[Resend] Possible bug in __fragmentation_index()
From: Robert Harris
Date: Fri Feb 02 2018 - 09:17:03 EST
I was planning to annotate the opaque calculation in
__fragmentation_index() but on closer inspection I think there may be a
bug. I could use some feedback.
Firstly, for the case of fragmentation and ignoring the scaling,
__fragmentation_index() purports to return a value in the range 0 to 1.
Generally, however, the lower bound is actually 0.5. Here's an
illustration using a zone that I fragmented with selective calls to
__alloc_pages() and __free_pages --- the fragmentation for order-1 could
not be minimised further yet is reported as 0.5:
# head -1 /proc/buddyinfo
Node 0, zone DMA 1983 0 0 0 0 0 0 0 0 0 0
# head -1 /sys/kernel/debug/extfrag/extfrag_index
Node 0, zone DMA -1.000 0.500 0.750 0.875 0.937 0.969 0.984 0.992 0.996 0.998 0.999
#
This is significant because 0.5 is the default value of
sysctl_extfrag_threshold, meaning that compaction will not be suppressed
for larger blocks when memory is scarce rather than fragmented.
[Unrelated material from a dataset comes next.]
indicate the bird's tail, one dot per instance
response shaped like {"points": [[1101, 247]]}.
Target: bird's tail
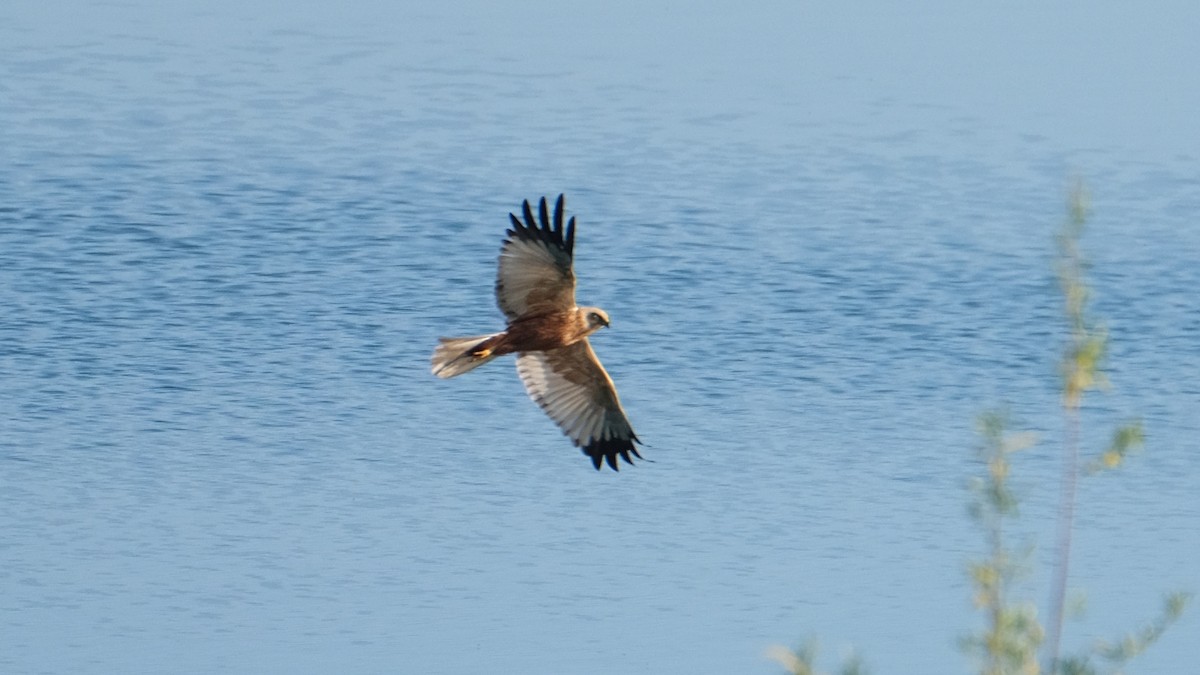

Of
course, sysctl_extfrag_threshold is a tuneable so the first question is:
does this even matter?
The calculation in __fragmentation_index() isn't documented but the
apparent error in the lower bound may be explained by showing that the
index is approximated by
F ~ 1 - 1/N
where N is (conceptually) the number of free blocks into which each
potential requested-size block has been split. I.e. if all free space
were compacted then there would be B free blocks of the requested size
where
B = info->free_pages/requested
and thus
N = info->free_blocks_total/B
The case of least fragmentation must be when all of the requested-size
blocks have been split just once to form twice as many blocks in the
next lowest free list. Thus the lowest value of N is 2 and the lowest
vale of F is 0.5. I readied a patch that, in essence, defined
F = 1 - 2/N and thereby set the bounds of __fragmentation_index() as
0 <= F < 1. Before sending it, I realised that, during testing, I *had* seen
the occasional instance of F < 0.5, e.g. F = 0.499. Revisting the
calculation, I see that the actual implementation is
F = 1 - [1/N + 1/info->free_blocks_total]
meaning that a very severe shortage of free memory *could* tip the
balance in favour of "low fragmentation". Although this seems highly
unlikely to occur outside testing, it does reflect the directive in the
comment above the function, i.e. favour page reclaim when fragmentation
is low. My second question: is the current implementation of F is
intentional and, if not, what is the actual intent?
The comments in compaction_suitable() suggest that the compaction/page
reclaim decision is one of cost but, as compaction is linear, this isn't
what __fragmentation_index() is calculating. A more reasonable argument
is that there's generally some lower limit on the fragmentation
achievable through compaction, given the inevitable presence of
non-migratable pages. Is there anything else going on?
Robert Harris